И только память отозвалась на этот запоздалый звонок…

Девушка, однако, оказалась настойчивой.

Днем на работе ко мне заглянул Д. Петров и сказал, что меня ждут в холле. Я спросил кто, но он ответил, что это неважно и что если я не выйду через три минуты, то лично он ни за что не ручается. При этом усмешка у Д. была двусмысленная: очевидно, он полагал что говорит непристойность. Впрочем, может, по международным дипломатическим стандартам так оно и было.

Я дописал абзац и вышел в холл. Девушка сидела в углу, скромно сидела на самом скромном месте, и руки ее были сложены на коленях.

Я кивнул ей.

Тогда она встала и пошла мне навстречу.

Я сказал:

— Ну, здравствуй, Светлана.

Она тихо ответила:

— Здравствуй.

— Ну что, — сказал я, — как жизнь?

Она молча смотрела на застежку моего свитера, а я молча смотрел на ее склоненное лицо. Так мы и стояли посреди холла, в окружении нашего редакционного модерна — тонконогих столиков, низких кресел и полукруглых мягких скамеек.

Я спросил:

— Ты не торопишься?

Она не подняла лица:

— Нет.

— Тогда посиди тут минут двадцать.

Она кивнула, и я пошел к себе, к странице, прерванной на половине, а она пошла на свое самое скромное место, в угол.

Я дописал то, что должен был дописать, позвал Светлану, и мы с ней пошли вниз по лестнице.

На втором этаже я завел ее в безлюдный коридорный закоулок.
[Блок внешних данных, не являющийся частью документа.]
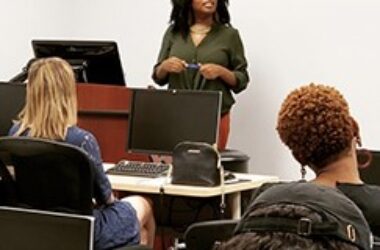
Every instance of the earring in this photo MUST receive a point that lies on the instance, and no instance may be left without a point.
(303, 172)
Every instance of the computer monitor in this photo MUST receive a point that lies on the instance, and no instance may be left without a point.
(12, 100)
(92, 61)
(160, 119)
(35, 229)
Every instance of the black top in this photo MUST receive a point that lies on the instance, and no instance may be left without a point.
(367, 198)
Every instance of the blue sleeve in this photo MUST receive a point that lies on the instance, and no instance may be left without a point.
(102, 187)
Здесь обитал крохотный журнальчик, редакция его занимала всего две комнаты. Но тем не менее это был журнал, а раз журнал, значит, уже не закоулок, а холл, значит, стол с двумя стульчиками и даже стеклянная витрина с подарками, где на сегодняшний день покоилось всего два экспоната: камень, подаренный группой геологов, и палка, подаренная группой чабанов.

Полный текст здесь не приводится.